Crowdsourcing Data Analysis: The complexities of free data labor in a data hungry market – DataCrunch

Companies don’t know where to look to find the data analysts they need. A February 2017 article reported that 40% of major companies are struggling to find reliable data analysts to hire. According to TechTarget, “a lack of skills remains one of the biggest data science challenges,” and many tech magazines have reported something similar. This has led to companies sponsoring campaigns encouraging people to learn coding and universities to create comprehensive data analysis training programs. But it has also led to the widespread use of crowdsourcing data analysis. Crowdsourcing, while not a new tool in data science, has recently become extremely popular as a way for companies to fulfill their data analysis needs, from gritty data cleaning to full blown model creation. Last month DataCrunch reported on Kaggle, a website that allows companies to host competitions with a dataset they need to be analyzed in some way. Another example is DrivenData, who do activism work themselves but have a similar competition layout that runs their projects. The way the competition model works is that the participant or group whose model is chosen as the best by the company receives a cash prize. However, these competitions get a large enough number of submissions that the chance of winning the prize is rather low.

The fact that these competitions are so popular seems to clash with companies’ complaints that it is impossible to hire and retain the analytics experts they need. A technical consultant reported to Forbes that “People call me with their lists of requirements, so numerous and so varied that they simply don’t exist in any one person. They don’t find what they want, and they declare it impossible to get good analytics talent.” It is concerning that companies set such high standards for hiring while also content to use the labor of the competition participants without compensation. Sure, not all submissions might be good, but assumedly the majority of participants have minimal skills and passion for data analysis, meaning that they could easily improve on the job. Another roadblock could be that most participants are students, as is the case with Kaggle, and therefore not yet eligible to be hired. But they are still putting in the work and not guaranteed to be paid, which has caused some people to wonder if these competitions are exploitative.

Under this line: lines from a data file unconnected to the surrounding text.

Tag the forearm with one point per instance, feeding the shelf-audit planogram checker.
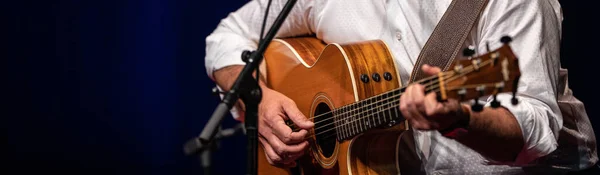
(494, 133)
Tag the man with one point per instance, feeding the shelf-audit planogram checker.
(508, 140)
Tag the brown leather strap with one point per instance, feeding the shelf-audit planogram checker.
(448, 36)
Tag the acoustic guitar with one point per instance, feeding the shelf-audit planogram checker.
(351, 92)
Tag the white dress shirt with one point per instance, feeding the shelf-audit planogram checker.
(405, 25)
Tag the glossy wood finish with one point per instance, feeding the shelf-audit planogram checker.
(304, 69)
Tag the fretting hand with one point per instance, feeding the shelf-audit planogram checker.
(424, 111)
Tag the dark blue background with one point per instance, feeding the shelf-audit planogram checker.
(117, 87)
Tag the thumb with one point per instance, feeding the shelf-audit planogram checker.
(430, 70)
(296, 116)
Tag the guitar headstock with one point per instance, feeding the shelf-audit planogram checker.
(488, 74)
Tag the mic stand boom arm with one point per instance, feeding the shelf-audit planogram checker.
(245, 87)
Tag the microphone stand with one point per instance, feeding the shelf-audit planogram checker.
(245, 87)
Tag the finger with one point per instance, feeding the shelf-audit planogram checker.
(282, 149)
(430, 70)
(272, 157)
(432, 106)
(418, 120)
(292, 157)
(290, 164)
(285, 134)
(296, 116)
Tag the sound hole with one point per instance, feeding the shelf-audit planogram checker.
(325, 130)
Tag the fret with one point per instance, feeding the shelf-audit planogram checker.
(368, 109)
(346, 128)
(395, 93)
(358, 115)
(336, 123)
(355, 119)
(350, 119)
(379, 108)
(365, 117)
(391, 105)
(341, 122)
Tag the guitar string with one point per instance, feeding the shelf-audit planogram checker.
(334, 134)
(434, 88)
(391, 103)
(466, 70)
(373, 103)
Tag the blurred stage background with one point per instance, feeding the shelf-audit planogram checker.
(117, 87)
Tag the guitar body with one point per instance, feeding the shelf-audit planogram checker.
(319, 78)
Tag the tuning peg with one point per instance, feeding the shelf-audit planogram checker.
(495, 103)
(506, 39)
(216, 91)
(514, 100)
(469, 51)
(476, 105)
(462, 93)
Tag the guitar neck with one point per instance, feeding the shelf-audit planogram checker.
(374, 112)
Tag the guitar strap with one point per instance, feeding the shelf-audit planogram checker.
(448, 36)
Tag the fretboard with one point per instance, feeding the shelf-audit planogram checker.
(377, 111)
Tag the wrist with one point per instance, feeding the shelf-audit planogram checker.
(461, 125)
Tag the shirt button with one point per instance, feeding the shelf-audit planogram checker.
(398, 36)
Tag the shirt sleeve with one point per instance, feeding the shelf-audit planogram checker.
(535, 27)
(240, 31)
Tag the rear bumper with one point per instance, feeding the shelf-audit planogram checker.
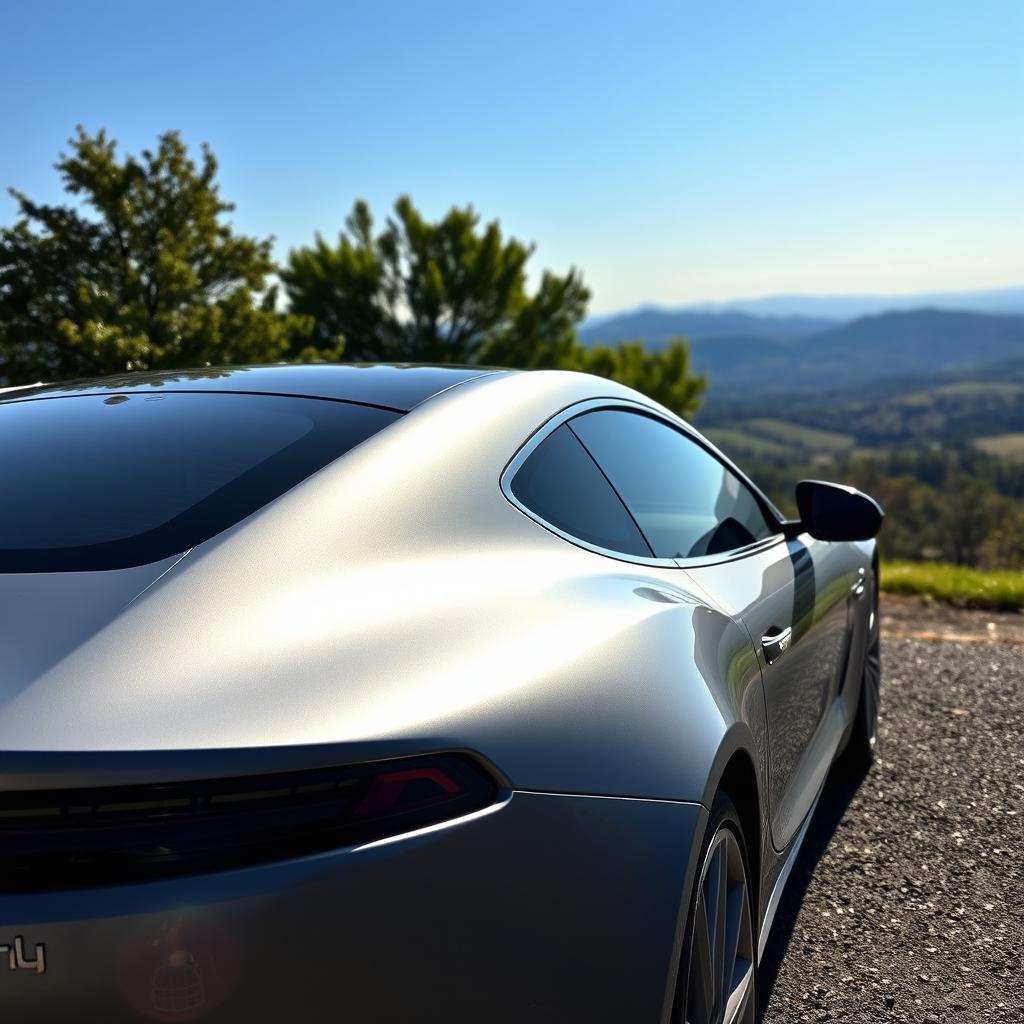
(544, 908)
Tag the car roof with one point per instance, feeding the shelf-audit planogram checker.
(397, 386)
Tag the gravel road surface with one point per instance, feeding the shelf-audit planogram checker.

These dilemmas intersect in a conversation about how we define “work” itself. There is a separation between our understanding of work as a form of productivity and work as an activity worthy of payment/compensation. This separation has become increasingly difficult to navigate with the growing popularity of the internet and big data. Lots of productive tasks – work – are now being done online without the payment the workers would assumedly receive if they were performing physical tasks in the non-virtual world.

One could ask, if the competition set-up is unfair, then where is the resistance? If these people are willing to put forward the effort, then is there any reason to complain? It is not directly a situation of exploitation, as the contributors consent to the process. But still, it’s a jackpot system, with one person cashing out big and the others walking away with nothing, which is not how any other competitive work environment works. And, while these competitions models could be seen as a great learning opportunity and utilization of passion in an isolated environment, it is in the context of a supposed lack of data analysis talent that it starts to seem suspicious.

However, this payment-for-all suggestion is also complicated. If we’re asking to be paid for all the work we do with data, what about the data we produce? Every moment that we are online, whether using Facebook, or watching YouTube videos, or reading the New York Times, we are creating data that is then used by that company to better market to us, or improve their interface, or make some changes that will, likely, earn them more money. We are creating information for them without being compensated. This situation would be interpreted very differently if we were participating in a focus group for an advertising company, or aiding a psychology lab with their research. Those activities come with compensation, while data creation does not.

It would be far too simplistic to come to a conclusion here about whether data crowdsourcing is good or bad. Rather, it seems that as society’s definitions of property and ownership are shifting, our concept of work needs to be shifting as well. And if companies are going to be reporting on the gap in data analysis skills, they need to also mention the profit they gain from the hundreds of people who aid them in tasks. And if they acknowledge them, then we need to seriously consider the question: When does working with data become work?